As we move into spring and early summer with green pastures ahead, cattle will begin to get a fair amount of their nutrients from these forage diets. Depending on the pasture makeup and maturity, there is potential that the diet provided is not balanced in a manner to allow efficient production of milk or meat. Commonly, pastures go through 3 main phases of quality – early spring growth, maturity, and then regrowth. While early growth and regrowth have adequate protein and energy concentrations, regrowth can lack total tonnage to meet animal needs. On the other hand the middle phase tends to have adequate yield, yet it can lack essential nutrients as fiber content increases with maturity. Due to this growth pattern, commonly it is energy and protein that can become limited in cattle diets when on pasture. It is important to understand the stage of growth and the grass / legume component of pastures and the energy requirement of the livestock before implementing a supplementation program.

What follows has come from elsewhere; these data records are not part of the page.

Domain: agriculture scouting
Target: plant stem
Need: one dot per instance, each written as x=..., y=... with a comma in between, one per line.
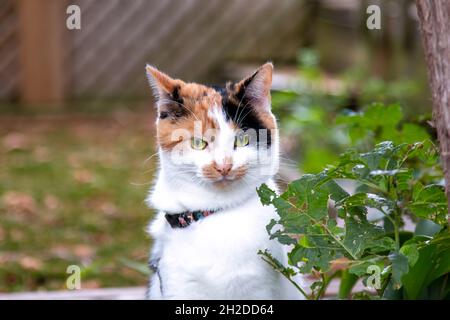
x=326, y=229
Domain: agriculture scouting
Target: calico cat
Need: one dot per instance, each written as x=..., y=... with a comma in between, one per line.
x=216, y=146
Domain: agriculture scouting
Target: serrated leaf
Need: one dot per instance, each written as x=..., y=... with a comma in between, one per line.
x=400, y=267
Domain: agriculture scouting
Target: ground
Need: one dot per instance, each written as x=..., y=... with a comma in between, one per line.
x=72, y=190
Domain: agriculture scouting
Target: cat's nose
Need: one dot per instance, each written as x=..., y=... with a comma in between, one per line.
x=223, y=168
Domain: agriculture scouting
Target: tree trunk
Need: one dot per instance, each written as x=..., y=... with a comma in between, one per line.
x=434, y=16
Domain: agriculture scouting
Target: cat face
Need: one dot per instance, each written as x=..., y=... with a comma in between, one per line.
x=217, y=137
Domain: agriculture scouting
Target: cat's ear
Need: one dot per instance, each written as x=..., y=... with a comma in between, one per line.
x=163, y=86
x=256, y=88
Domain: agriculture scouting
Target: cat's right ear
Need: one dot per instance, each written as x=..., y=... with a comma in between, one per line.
x=163, y=86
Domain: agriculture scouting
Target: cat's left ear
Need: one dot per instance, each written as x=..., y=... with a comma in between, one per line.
x=256, y=88
x=163, y=86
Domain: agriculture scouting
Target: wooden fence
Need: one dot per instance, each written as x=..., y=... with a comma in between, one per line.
x=40, y=60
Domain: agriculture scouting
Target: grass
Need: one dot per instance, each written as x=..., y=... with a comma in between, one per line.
x=71, y=192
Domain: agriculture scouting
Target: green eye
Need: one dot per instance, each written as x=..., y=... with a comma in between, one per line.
x=241, y=140
x=198, y=143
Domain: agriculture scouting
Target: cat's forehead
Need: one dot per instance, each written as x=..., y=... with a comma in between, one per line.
x=197, y=93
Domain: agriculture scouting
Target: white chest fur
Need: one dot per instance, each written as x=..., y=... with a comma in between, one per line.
x=217, y=257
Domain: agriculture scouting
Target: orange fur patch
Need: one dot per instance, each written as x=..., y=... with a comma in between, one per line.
x=198, y=100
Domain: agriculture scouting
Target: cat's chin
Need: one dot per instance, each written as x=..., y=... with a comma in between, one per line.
x=224, y=183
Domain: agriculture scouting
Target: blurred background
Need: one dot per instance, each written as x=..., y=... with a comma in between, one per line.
x=76, y=114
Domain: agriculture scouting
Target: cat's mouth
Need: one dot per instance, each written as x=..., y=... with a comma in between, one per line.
x=225, y=181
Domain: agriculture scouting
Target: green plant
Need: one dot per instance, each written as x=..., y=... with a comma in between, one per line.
x=359, y=232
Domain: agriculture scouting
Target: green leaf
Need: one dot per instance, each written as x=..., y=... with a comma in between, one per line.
x=399, y=268
x=410, y=251
x=433, y=262
x=430, y=202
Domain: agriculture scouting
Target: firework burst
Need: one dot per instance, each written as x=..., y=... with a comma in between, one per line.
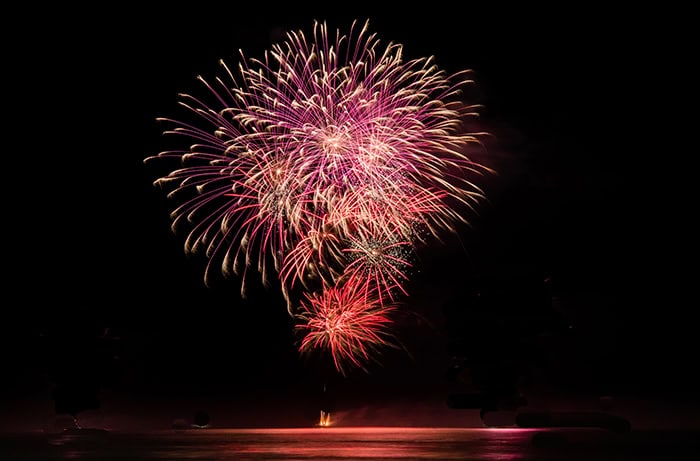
x=349, y=321
x=322, y=163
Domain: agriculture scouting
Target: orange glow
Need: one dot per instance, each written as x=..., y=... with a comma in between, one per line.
x=325, y=419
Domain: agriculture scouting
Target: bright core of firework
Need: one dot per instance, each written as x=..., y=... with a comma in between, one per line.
x=321, y=166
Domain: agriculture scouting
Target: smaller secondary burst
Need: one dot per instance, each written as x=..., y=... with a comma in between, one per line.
x=350, y=321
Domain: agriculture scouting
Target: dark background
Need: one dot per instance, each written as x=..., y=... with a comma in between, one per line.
x=579, y=258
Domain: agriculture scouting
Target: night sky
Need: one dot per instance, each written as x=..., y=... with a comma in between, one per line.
x=574, y=255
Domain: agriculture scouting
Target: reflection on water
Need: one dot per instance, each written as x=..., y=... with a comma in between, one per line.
x=359, y=443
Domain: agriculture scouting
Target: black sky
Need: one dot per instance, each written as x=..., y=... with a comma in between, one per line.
x=581, y=199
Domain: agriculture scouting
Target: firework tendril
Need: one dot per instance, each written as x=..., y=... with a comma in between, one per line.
x=322, y=166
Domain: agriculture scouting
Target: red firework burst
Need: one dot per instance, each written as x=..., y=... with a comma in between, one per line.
x=349, y=322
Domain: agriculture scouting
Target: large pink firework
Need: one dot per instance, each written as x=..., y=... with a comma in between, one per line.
x=327, y=159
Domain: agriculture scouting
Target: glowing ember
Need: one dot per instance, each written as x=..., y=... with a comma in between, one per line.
x=325, y=419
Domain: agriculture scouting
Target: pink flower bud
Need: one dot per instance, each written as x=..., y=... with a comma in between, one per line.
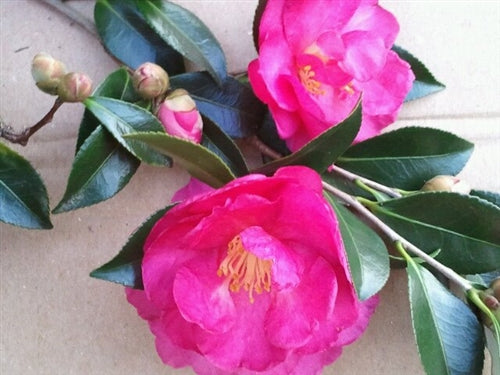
x=447, y=183
x=150, y=80
x=74, y=87
x=47, y=72
x=179, y=116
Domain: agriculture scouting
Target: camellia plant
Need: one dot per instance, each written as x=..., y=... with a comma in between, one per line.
x=273, y=270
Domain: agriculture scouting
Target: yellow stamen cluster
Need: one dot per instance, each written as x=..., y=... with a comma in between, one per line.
x=245, y=270
x=348, y=88
x=306, y=75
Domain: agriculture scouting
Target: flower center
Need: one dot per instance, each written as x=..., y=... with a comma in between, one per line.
x=306, y=75
x=245, y=269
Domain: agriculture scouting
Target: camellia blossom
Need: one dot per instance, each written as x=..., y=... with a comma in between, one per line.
x=179, y=116
x=317, y=58
x=251, y=278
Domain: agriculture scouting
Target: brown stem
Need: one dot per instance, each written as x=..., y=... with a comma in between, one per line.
x=263, y=148
x=375, y=185
x=23, y=137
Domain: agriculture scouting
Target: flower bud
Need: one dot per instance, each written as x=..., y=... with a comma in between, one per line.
x=150, y=80
x=495, y=286
x=179, y=116
x=74, y=87
x=447, y=183
x=47, y=72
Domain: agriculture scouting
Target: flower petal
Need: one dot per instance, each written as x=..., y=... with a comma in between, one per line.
x=202, y=297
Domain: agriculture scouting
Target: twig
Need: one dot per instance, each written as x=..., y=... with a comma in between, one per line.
x=23, y=137
x=353, y=177
x=395, y=237
x=72, y=14
x=263, y=148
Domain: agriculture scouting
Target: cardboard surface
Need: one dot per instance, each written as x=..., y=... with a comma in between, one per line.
x=54, y=319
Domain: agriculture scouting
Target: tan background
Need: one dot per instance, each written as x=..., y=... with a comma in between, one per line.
x=57, y=320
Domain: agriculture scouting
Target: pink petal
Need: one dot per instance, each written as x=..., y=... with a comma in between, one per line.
x=365, y=55
x=202, y=297
x=286, y=268
x=305, y=20
x=378, y=22
x=305, y=308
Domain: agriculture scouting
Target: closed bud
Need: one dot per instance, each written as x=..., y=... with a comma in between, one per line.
x=74, y=87
x=179, y=116
x=47, y=72
x=150, y=80
x=447, y=183
x=495, y=286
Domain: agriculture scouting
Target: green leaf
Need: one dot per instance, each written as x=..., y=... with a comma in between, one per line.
x=121, y=118
x=487, y=195
x=197, y=160
x=125, y=267
x=425, y=83
x=366, y=252
x=493, y=345
x=323, y=150
x=344, y=185
x=406, y=158
x=233, y=106
x=117, y=85
x=23, y=198
x=259, y=11
x=465, y=228
x=448, y=334
x=220, y=144
x=127, y=36
x=268, y=133
x=185, y=32
x=102, y=167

Traditionally, cattle are grazing pasture during the hotter months (late spring, summer, and fall) and this is typically when cattle are lactating and gestating or being backgrounded for feedlots. These three stages (lactation, reproduction, and growth) have overall greater energy requirements additionally, cattle on pasture can require higher amounts of energy for maintenance. Maintenance requirement on pasture is greater since cattle are eating greater amounts of fiber (a more energy intense digestion process), walking further for food and water, and utilizing energy to maintain lower body heat.
In many cattle diets, non-fiber carbohydrates (NFC) are the major source of energy and are most commonly found in concentrates and grains. Typically NFCs can be in short supply in strictly pasture systems and supplementation through energy dense concentrates can help increase animal productivity. Additionally, plant protein that is available to the microbes (Rumen Degradable Protein -RDP) is degraded to nitrogen and utilized to support microbial protein synthesis. Rumen microbes are composed of upwards of 85% protein; therefore RDP is directly correlated to microbe growth, which influences overall ruminal fermentation and digestion of all nutrients. Rumen Undegradable Protein (RUP) and the microbial protein (produced by rumen microbes) are metabolized and used by the ruminant as a source of amino acids. Supplementation of RDP or non-nitrogen sources can give rumen microbes the nitrogen necessary for adequate growth and increase feed utilization on lower quality forage diets.
Whether you plan on cattle utilizing pastures as the main diet or strictly for roughage portions, it is important to know the nutrient makeup of the forages and supplement as required.